No matter why you’re looking for a new job, job hunting during the coronavirus pandemic is unique. Instead of attending in-person networking events, you’re likely attending virtual job fairs and tapping your network online. Due to the Covid-19 pandemic, most companies have switched to virtual interviewing. And to ace your virtual interviews, you need to know what to do as well as what not to do. Here are some do’s and don’ts when it comes to succeeding in a virtual interview—including some great advice from human resource professionals.
DON’T dress casually
We’ve all seen the commercials or posts on social media of people who are wearing Hawaiian shirts or pajamas during virtual meetings. Yes, your interview is done virtually so the interviewer might not be able to see everything you’re wearing. However, you should still dress the part—like you would if you were interviewing in person. And that means wearing pants or a skirt, along with an “interview” shirt or top. Dressing up will show the interviewer that you take the interview seriously. Also, even if the interviewer can’t see you from the waist down, dressing up will boost your confidence and help set your mindset on the task at hand—acing your interview.
DO Test the Technology
Test your tools 24 hours in advance to make sure your computer microphone is working and your internet connection isn’t spotty. Know the platform you’re going to be using in advance so you can at least test it out: you don’t want to be feeling your way through unfamiliar technology during the interview.
DO Have Notes Ready
One of the advantages of a virtual job interview is it allows you to keep helpful notes in front of you, and off-camera. You’ll be less likely to forget important talking points, and no one will be the wiser. Keep your resume in front of you as well, so you can easily remember important work experiences and dates.
DON’T Play With Your Phone
Remember that you’d never sneak a look at your phone if you were participating in an in-person interview. It’s a bad habit and not behavior you would exhibit in real life, so remember that a video interview is still a face-to-face interview. And be sure to show that you’re listening with your body language–nodding, lean forward, smile and ask questions.
DO schedule the interview for a time when it will be quiet in your home
If you have a choice, try to schedule virtual interviews when it will be as quiet as possible in your home. For example, if you have children, be mindful of when they might need your attention (such as during homework or snack time) and avoid those time slots. If you have a pet, try not to schedule your interview during their normal walk or feeding time. And whatever time your virtual interview occurs, make your home as quiet and free from distractions as possible. Turn off any nearby sounds (ex. television, speakers, etc.) and make sure your phone is silenced. Also be mindful of your background. Cluttered rooms make communicators seem disorganized. Distracting elements will pull attention away from you. Find an environment where the background is simple, reflecting your professionalism.
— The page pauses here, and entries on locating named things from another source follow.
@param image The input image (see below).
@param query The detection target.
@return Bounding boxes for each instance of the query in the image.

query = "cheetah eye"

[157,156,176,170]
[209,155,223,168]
DO Focus on the Positives, Not the Negatives
No matter your situation, focus on the positives, not the negatives. For example, many people had to switch to remote work for the first time, but perhaps didn’t know how to use virtual collaboration tools. Highlight how you have worked to become a better remote employee. Did you learn how to use Zoom or Microsoft Teams more effectively? Did you master Slack or GoToMeeting? If you’ve been unemployed or under-employed, explain what you’ve been doing to improve your skills and stay connected to your field. Mention any professional development you have done in the past year such as webinars, certifications, virtual networking events or online tutorials.
Some Advice from the Experts
“I would highly recommend candidates google their own name to see what pops up from comments, reviews, and images. Additionally, they need to review their social media accounts. More and more hiring managers and team peer interviewers are searching to determine what kind of person would be joining their team.”
Google Reviews: if someone only posts negative google reviews this could indicate the person is negative and the team does not want to add a negative team member. Positive reviews could indicate a person who appreciates others.
Images: If they are posting pictures of being at celebrations and not following the current CDC safety guidelines the team may not want them on the team for safety reasons.
M.A., PHR, SHRM-CP
Vice President – Human Resources
Banyan Medical Systems
- Do: Be on time
- Do your research on the company before you go to the interview.
- Do ask questions (that show you’re in tune with the position/company)
- Don’t bad-mouth former employers or managers
- Do be yourself
- Don’t try too hard/don’t be fake
- One more….true story here…. DO use a vanilla or generic email address!
Kevin Knetsch, SHRM-SCP
Human Resource Director at Midwestern Mechanical, Inc.